You may encounter some errors in batch files and so on, with the old domain name embedded. For this reason, you should check all such files. They are likely to be found in the NETLOGON share on your domain controllers, referenced by the Scheduler service where it is installed, and in any other scripting or automation tools that you use.
You can find out more information about specific error events by searching the Microsoft Knowledge Base for "event id XXXX" where XXXX is the event id number of the error event. The Microsoft Knowledge Base is available on the World Wide Web at:
If you encounter any problems after the domain name change, they are likely related to the name change, especially if you see any of the following errors:
Network name not found
Typically, these are name resolution issues that are specific to one computer. Check for the COMPUTERNAME<00h>, COMPUTERNAME<03h>, and COMPUTERNAME<20h> entries in WINS, and replicate if necessary.
A domain controller for this domain could not be found.
Unable to contact the domain controller for this domain.
Typically, these are name resolution issues specific to the domain. Look for the DOMAIN<1Bh> and DOMAIN<1Ch> entries in WINS, and replicate if necessary.
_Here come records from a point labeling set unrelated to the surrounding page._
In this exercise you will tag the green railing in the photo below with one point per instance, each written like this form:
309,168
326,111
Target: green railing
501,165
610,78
The trust relationship failed.
Typically, this is either a trust relationship with another domain that was not re-established, or an invalid machine account. Reestablish the trust, or delete and re-create the machine account for the computer and remove and re-add the computer to the domain.
Possible Side Effects of a Domain Name Change
Service accounts are stored textually, not as SIDs, in the Service Control Manager database. Therefore, any services, on any computer, that use domain user accounts as their service account will have to be manually adjusted. The Sc.exe utility from the Windows NT Server Resource Kit may be useful for making this change on remote computers.
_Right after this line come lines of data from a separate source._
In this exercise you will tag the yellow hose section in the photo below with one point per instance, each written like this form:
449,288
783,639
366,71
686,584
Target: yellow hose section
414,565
If you are using integrated security in SQL Server, you will need to reset the "Default Domain" field in SQL Security Manager. Additionally, if the users are not part of the "Default Domain" you may need to remove and re-add users and groups from the renamed domain or local groups containing groups from the renamed domain.
Microsoft Exchange Server service accounts will need to be reassociated with the new domain name, as described earlier. Additionally, in the Exchange Administrator program, select Tools, select Options, and then click the Permissions tab, you will need to change the default Windows NT domain name to the new domain name.
Security settings on all Exchange Server public folders will be lost. Before renaming the domain, use the command line utility Pfadmin.exe to export the public folder security settings to a text file to make reconstruction of the permissions easier. This utility can be downloaded as part of the Microsoft Exchange Server Resource Kit from the following Web site:
If Systems Management Server primary or secondary sites exist in the domain that is being renamed, Systems Management Server will have to be uninstalled and then reinstalled with the new domain name. You will not be able to restore the existing Systems Management Server database after reinstallation; you will have to start with a clean database.
If the domain being renamed is part of an Systems Management Server site but has no primary or secondary sites located in it (only logon servers and clients), the domain should be removed from the site prior to the name change and added back into the site after the change. Please refer to the Systems Management Server Installation and Configuration Manual, Chapter 3, "Adding Domains, Servers, and Clients."
If you are running Internet Information Server, you may need to change the account specified in virtual paths.